Grundlage der Analyse sind kinderpornografische Bilder sowie Videochats des Angeklagten mit erwachsenen Frauen. Ein Gespräch mit dem Facharzt hatte er vorzeitig abgebrochen.

Von Florian Fuchs, Kempten

In Saal 169 des Landgerichts Kempten steht ein großer Fernseher. Auch am dritten Prozesstag um den mutmaßlichen Mord nahe Schloss Neuschwanstein zeigt das Gericht auf dem Bildschirm und für die Zuschauer an die Wand projizierte Bilder und Videos vom Tatort. Dann allerdings lässt der Vorsitzende Richter Christoph Schwiebacher die Bilder für das Publikum abschalten, aus Gründen der Pietät, wie er sagt. Die Videos, die der Angeklagte von der Tat gemacht hat, sollen nur die Prozessbeteiligten sehen. Prozessbeobachter hören es rascheln, sie hören Keuchen, einen Kampf. Richter Schwiebacher sieht auf den Bildschirm, dann mustert er länger den Angeklagten: Troy B. ist in sich zusammengesunken - zum Bildschirm blickt er kein einziges Mal.

Mord, Vergewaltigung, versuchter Mord und Besitz von Darstellungen sexueller Gewalt gegen Kinder, das sind die Vorwürfe, für die sich der Angeklagte verantworten muss.
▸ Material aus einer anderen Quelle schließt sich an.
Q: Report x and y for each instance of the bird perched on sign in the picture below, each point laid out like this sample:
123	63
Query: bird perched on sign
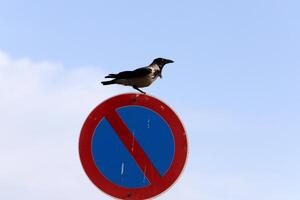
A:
141	77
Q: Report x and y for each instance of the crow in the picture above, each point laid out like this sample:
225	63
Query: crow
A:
141	77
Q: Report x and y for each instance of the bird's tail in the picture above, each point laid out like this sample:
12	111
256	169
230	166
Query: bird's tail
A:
108	82
111	76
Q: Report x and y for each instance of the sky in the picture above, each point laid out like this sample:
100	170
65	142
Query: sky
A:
234	84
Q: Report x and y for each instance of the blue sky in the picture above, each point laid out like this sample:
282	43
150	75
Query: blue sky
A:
235	84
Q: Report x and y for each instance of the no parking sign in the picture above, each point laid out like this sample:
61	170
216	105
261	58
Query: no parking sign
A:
133	146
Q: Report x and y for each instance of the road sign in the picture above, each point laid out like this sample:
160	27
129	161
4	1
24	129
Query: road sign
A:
133	146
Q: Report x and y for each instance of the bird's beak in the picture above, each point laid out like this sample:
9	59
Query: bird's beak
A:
168	61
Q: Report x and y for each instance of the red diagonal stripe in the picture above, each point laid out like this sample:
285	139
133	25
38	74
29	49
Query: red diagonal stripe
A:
137	152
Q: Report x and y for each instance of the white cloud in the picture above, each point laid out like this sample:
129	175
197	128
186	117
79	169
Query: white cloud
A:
43	106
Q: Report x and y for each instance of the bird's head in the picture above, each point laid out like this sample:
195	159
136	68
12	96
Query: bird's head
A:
161	62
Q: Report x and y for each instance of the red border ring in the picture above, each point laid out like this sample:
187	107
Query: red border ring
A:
131	99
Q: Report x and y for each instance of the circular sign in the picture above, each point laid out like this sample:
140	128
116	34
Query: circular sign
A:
133	146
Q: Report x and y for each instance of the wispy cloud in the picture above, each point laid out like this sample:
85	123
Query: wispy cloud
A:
43	105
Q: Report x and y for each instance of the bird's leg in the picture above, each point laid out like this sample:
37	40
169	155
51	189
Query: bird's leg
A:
139	89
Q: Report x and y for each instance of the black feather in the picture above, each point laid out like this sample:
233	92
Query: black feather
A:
131	74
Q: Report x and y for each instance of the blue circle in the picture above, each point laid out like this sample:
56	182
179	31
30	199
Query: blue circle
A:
113	159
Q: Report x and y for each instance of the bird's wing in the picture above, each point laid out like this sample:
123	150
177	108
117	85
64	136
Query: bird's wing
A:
134	74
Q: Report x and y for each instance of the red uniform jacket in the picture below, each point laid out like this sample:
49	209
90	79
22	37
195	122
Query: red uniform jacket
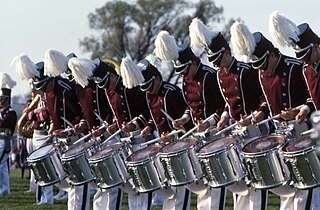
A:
93	99
62	101
285	86
8	119
127	104
203	95
312	77
240	86
169	98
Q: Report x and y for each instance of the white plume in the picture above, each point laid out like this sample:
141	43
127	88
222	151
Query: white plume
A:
282	30
166	47
82	70
6	81
24	67
200	35
155	60
55	63
242	41
130	73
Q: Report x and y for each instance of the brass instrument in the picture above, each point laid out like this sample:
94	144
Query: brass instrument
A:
113	62
25	127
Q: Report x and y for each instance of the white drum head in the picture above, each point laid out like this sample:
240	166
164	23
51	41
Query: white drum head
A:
42	151
264	144
145	153
217	145
179	145
299	144
105	151
78	149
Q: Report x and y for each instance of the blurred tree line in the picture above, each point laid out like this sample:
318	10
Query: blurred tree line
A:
129	28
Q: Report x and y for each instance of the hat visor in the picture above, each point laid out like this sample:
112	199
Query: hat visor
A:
258	63
147	86
300	55
3	97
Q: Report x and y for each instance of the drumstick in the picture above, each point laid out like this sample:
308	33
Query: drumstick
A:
118	131
195	127
48	136
307	132
158	139
252	115
100	119
66	121
89	134
170	118
276	116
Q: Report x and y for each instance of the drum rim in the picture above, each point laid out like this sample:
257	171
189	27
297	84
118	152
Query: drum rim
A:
141	162
38	158
63	157
98	159
266	151
218	151
179	151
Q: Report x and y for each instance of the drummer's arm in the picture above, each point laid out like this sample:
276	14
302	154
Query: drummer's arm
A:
148	129
262	112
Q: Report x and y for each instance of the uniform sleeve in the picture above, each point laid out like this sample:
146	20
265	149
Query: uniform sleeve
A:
215	103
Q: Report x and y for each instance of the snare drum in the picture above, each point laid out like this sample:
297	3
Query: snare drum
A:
263	162
75	163
180	162
303	163
146	170
220	161
108	166
46	165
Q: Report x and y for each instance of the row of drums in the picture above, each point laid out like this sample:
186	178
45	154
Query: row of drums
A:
265	162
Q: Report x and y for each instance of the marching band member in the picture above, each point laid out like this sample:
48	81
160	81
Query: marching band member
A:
92	100
165	96
40	119
61	101
306	47
239	84
127	105
284	88
305	44
202	94
8	119
30	148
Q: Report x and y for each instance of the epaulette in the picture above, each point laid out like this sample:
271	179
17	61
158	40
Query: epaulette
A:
289	61
64	85
209	69
169	87
243	65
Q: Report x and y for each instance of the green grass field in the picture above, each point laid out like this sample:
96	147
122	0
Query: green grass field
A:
18	200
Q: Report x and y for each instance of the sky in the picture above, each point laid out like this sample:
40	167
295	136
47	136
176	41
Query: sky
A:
33	26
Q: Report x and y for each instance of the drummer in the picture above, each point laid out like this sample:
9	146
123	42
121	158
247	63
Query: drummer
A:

Die 21 Jahre alte Eva L. soll er erwürgt und eine Klippe hinuntergestoßen haben. Ihre 22 Jahre alte Freundin Kelsey C. wollte ihr helfen, also schubste er laut Anklage auch sie den Abhang hinunter. Ein Gutachter spricht in seinem psychiatrischen Gutachten am Mittwoch von einer Tat, die wohl spontan und sexuell motiviert war. Der Facharzt attestiert dem Angeklagten ein pädophiles und voyeuristisches Interesse.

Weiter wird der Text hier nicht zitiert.